[PATCH] D22840: Split the store of an int value merged from a pair of smaller values into multiple stores.

Fri Aug 26 22:36:28 PDT 2016

wmi added inline comments.

================
Comment at: lib/CodeGen/SelectionDAG/DAGCombiner.cpp:12208
@@ +12207,3 @@
+/// are bundled together as an i64 value before being stored into memory.
+/// Quite often it is more efficent to generate separate stores for F and I,
+/// which can remove the bitwise instructions or sink them to colder places.
----------------
chandlerc wrote:
> I would just say "Sometimes" here to avoid people defaulting a new target into splitting the stores without measuring.
Fixed.

================
Comment at: lib/Target/X86/X86ISelLowering.h:769-771
@@ +768,5 @@
+                                           SDValue Hi) const override {
+      // If the pair to store is a mixture of float and int values, we will
+      // save two bitwise instructions and one float-to-int instruction and
+      // increase one store instruction. It is more likely a win.
+      if (Lo.getOpcode() == ISD::BITCAST || Hi.getOpcode() == ISD::BITCAST) {
----------------
chandlerc wrote:
> It's probably also worth noting that beyond the instruction count difference, there is potentially a more significant benefit because it avoids the float->int domain switch for input value. I have a suspicion that is a significant part of the savings here.
Comment added

================
Comment at: lib/Target/X86/X86ISelLowering.h:778-780
@@ +777,5 @@
+      }
+      // If the pair only contains int values, we will save two bitwise
+      // instructions and increase one store instruction. We leave the case
+      // out for now and wait until we find a case showing it is beneficial.
+      return false;
----------------
chandlerc wrote:
> And here it is probably worth mentioning the other upside of only doing a single memory operation in addition to having minimal instruction count overhead.
I am not sure here. The added memory operation is a store.

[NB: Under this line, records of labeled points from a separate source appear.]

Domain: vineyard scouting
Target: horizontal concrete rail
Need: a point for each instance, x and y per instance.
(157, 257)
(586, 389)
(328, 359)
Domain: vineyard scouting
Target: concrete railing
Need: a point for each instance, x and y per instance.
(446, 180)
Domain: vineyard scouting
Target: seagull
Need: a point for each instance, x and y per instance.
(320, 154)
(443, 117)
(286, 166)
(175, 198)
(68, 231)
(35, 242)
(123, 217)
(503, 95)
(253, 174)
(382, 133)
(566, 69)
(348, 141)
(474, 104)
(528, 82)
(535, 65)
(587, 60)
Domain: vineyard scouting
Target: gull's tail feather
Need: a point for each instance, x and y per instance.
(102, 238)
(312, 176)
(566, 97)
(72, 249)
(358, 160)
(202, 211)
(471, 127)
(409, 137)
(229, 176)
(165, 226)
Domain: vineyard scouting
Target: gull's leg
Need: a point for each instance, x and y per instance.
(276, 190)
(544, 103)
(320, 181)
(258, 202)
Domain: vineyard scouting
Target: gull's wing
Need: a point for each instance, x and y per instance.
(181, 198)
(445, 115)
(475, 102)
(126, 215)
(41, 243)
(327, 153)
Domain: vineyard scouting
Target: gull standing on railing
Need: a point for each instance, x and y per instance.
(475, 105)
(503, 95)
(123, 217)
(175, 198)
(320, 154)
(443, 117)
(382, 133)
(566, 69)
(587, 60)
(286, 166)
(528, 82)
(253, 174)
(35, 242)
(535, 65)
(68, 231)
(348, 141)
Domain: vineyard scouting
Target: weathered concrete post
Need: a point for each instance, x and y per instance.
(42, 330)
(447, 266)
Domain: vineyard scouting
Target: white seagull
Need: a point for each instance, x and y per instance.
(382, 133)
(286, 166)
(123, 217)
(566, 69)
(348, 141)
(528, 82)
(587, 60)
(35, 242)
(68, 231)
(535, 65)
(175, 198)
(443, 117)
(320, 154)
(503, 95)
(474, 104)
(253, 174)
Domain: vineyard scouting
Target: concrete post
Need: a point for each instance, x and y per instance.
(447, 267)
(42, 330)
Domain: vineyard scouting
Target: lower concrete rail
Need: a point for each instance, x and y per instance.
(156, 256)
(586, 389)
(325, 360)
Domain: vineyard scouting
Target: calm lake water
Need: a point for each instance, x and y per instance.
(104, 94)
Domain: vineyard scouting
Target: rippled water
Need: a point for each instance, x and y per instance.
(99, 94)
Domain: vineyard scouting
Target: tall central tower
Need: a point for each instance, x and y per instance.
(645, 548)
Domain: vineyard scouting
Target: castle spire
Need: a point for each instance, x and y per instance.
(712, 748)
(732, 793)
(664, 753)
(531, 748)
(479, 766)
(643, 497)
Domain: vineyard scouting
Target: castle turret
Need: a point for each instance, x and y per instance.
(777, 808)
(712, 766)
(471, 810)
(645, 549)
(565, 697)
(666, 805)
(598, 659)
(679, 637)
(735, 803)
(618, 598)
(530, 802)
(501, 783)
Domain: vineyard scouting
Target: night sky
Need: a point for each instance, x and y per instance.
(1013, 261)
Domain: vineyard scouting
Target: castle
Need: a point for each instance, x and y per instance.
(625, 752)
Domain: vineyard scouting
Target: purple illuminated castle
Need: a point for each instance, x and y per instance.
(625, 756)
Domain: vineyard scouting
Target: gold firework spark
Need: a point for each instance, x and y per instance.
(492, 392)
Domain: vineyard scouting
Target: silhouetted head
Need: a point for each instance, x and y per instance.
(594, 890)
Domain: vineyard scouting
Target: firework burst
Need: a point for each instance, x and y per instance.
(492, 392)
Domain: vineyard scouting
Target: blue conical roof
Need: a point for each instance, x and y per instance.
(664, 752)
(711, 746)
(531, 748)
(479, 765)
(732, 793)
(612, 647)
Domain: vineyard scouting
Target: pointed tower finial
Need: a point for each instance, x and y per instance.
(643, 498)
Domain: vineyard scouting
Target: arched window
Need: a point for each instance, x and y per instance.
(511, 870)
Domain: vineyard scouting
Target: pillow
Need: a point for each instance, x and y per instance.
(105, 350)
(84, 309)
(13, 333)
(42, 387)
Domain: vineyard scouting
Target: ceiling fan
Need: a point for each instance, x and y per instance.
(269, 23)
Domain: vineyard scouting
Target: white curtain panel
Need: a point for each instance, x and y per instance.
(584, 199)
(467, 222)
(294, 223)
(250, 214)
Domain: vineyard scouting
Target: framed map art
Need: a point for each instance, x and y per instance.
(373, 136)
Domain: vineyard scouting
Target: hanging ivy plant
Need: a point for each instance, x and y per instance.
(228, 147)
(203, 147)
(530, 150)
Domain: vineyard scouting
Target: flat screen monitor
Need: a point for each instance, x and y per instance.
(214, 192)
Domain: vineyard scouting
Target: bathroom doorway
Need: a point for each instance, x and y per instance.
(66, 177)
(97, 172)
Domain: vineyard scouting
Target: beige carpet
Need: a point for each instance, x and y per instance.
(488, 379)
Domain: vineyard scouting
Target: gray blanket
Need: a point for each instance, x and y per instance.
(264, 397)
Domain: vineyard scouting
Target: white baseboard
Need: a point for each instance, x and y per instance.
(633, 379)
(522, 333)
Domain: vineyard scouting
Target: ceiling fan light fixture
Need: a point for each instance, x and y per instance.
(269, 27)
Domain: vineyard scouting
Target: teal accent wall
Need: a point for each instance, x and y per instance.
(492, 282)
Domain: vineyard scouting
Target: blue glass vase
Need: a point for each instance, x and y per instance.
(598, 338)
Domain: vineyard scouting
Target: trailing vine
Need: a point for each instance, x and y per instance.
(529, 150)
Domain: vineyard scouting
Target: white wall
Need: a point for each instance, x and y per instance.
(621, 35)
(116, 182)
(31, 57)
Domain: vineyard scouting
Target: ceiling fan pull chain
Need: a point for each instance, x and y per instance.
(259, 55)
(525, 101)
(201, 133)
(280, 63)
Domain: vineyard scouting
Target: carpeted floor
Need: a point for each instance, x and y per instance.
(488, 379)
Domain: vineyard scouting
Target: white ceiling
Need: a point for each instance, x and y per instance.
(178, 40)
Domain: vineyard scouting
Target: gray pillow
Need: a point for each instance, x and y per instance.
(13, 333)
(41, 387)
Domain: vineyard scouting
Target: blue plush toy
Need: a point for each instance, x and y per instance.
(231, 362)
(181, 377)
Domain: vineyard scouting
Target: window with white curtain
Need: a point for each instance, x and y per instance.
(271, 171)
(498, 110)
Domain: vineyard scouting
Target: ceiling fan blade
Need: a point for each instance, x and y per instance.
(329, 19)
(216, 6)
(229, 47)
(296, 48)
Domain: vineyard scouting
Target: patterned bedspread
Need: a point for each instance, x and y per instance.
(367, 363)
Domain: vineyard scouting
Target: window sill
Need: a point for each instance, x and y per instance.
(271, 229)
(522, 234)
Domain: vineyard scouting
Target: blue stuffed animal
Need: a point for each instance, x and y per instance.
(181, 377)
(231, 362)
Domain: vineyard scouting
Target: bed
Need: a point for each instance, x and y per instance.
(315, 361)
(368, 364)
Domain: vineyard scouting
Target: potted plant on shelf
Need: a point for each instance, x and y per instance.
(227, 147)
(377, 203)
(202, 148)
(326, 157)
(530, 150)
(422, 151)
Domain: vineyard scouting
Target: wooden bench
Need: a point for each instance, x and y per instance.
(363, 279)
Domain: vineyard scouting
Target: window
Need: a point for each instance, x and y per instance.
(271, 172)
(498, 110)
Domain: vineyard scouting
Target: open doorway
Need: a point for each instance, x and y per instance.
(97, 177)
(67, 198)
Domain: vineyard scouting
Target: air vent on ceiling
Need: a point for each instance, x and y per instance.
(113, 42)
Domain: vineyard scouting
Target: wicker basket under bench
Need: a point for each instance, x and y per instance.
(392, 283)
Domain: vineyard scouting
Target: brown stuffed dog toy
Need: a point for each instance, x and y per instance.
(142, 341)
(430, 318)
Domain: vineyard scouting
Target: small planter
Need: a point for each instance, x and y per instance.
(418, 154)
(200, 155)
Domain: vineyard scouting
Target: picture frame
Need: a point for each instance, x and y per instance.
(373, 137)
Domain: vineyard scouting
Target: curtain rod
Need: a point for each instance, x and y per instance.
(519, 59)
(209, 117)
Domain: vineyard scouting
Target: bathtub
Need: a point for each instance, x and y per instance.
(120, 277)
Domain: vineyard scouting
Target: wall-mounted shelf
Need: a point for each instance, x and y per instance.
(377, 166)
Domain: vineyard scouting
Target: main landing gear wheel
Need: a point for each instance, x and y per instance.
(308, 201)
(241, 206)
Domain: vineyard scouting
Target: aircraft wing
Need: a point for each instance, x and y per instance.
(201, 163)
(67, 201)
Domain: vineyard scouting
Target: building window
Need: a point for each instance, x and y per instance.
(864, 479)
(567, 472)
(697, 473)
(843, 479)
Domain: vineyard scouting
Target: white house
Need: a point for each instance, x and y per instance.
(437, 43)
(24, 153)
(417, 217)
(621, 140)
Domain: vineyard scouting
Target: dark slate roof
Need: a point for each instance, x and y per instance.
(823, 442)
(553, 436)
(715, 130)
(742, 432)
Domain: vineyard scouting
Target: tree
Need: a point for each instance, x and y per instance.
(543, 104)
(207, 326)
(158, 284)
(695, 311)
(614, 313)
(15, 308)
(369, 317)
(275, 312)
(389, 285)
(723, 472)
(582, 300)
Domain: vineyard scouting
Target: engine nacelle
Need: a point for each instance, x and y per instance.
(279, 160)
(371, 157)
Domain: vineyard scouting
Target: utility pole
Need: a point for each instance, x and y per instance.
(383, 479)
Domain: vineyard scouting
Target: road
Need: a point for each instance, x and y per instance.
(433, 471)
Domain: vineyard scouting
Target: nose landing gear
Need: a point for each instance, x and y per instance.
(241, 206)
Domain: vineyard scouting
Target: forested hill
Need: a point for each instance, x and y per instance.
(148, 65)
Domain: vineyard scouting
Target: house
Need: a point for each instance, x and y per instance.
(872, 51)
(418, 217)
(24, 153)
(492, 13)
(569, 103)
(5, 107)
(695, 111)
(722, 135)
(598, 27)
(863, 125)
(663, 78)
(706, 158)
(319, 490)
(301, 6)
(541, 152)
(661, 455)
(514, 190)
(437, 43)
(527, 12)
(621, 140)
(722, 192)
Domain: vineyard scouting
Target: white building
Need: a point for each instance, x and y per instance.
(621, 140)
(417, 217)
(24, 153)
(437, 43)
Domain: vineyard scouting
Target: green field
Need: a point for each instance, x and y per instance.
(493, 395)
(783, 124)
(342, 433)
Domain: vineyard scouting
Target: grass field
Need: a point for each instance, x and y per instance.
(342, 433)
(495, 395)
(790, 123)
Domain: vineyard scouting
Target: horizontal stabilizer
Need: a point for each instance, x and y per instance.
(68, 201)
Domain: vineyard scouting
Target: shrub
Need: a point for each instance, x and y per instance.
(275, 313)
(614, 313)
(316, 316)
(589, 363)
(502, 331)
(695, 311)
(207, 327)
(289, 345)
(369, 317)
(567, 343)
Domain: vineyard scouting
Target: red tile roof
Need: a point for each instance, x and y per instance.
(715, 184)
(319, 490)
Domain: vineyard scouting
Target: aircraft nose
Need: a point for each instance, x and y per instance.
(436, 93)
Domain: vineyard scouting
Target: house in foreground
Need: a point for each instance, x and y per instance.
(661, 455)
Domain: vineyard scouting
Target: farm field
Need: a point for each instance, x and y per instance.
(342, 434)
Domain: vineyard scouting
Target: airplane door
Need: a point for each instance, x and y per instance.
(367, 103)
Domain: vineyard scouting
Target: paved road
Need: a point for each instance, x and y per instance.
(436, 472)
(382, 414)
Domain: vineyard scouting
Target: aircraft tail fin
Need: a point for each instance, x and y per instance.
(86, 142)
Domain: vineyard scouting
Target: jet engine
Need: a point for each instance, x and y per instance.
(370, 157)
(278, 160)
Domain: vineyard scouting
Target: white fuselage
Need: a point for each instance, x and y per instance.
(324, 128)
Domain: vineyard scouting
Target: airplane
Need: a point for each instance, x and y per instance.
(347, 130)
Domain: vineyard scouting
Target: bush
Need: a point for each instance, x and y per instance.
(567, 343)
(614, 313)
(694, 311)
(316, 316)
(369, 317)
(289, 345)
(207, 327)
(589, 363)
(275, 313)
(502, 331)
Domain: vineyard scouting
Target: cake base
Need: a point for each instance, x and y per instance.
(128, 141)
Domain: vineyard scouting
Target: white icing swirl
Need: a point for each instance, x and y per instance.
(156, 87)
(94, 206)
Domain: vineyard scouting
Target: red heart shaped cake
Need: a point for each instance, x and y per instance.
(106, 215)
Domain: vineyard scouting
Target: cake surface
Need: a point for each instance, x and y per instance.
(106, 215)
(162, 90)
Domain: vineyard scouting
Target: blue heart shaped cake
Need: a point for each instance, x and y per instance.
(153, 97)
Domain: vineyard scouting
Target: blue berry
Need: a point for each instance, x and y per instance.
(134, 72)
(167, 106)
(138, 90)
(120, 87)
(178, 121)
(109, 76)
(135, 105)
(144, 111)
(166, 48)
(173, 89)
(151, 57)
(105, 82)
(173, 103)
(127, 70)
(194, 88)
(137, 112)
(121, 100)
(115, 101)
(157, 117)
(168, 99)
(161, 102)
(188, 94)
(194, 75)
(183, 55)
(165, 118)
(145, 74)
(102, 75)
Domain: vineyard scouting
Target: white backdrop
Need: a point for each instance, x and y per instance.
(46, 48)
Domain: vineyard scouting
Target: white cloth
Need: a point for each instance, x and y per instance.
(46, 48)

Store usually will not stall the pipeline because there is store buffer, so I feel the cost of the extra store will be low? 

================
Comment at: test/Transforms/InstCombine/split-store.ll:16-31
@@ +15,18 @@
+; CHECK: leaq (%rsp), %rdi
+define void @int32_float_pair(i32 %tmp1, float %tmp2) local_unnamed_addr {
+entry:
+  %ref.tmp = alloca i64, align 8
+  %tmpcast = bitcast i64* %ref.tmp to %"pair1"*
+  %t0 = bitcast i64* %ref.tmp to i8*
+  call void @llvm.lifetime.start(i64 8, i8* %t0)
+  %t1 = bitcast float %tmp2 to i32
+  %retval.sroa.2.0.insert.ext.i = zext i32 %t1 to i64
+  %retval.sroa.2.0.insert.shift.i = shl nuw i64 %retval.sroa.2.0.insert.ext.i, 32
+  %retval.sroa.0.0.insert.ext.i = zext i32 %tmp1 to i64
+  %retval.sroa.0.0.insert.insert.i = or i64 %retval.sroa.2.0.insert.shift.i, %retval.sroa.0.0.insert.ext.i
+  store i64 %retval.sroa.0.0.insert.insert.i, i64* %ref.tmp, align 8
+  call void @goo1(%"pair1"* dereferenceable(8) %tmpcast)
+  call void @llvm.lifetime.end(i64 8, i8* %t0)
+  ret void
+}
+
----------------
chandlerc wrote:
> It would be good to minimize this test case rather than keeping it so close to what happens to come out of Clang for a particular C++ input.
> 
> I'd just write direct tests in LLVM IR. Something like:
> 
>   define void @test1(i32 %i, float %f, i64* %ptr) {
>   entry:
>     ... = zext ...
>     ... = bitcast ...
>     ... = zext ...
>     ... = shl ...
>     ... = or ...
>     store ..., i64* %ptr
>     ret void
>   }
> 
> 
That makes the test much shorter! 

Repository:
  rL LLVM

https://reviews.llvm.org/D22840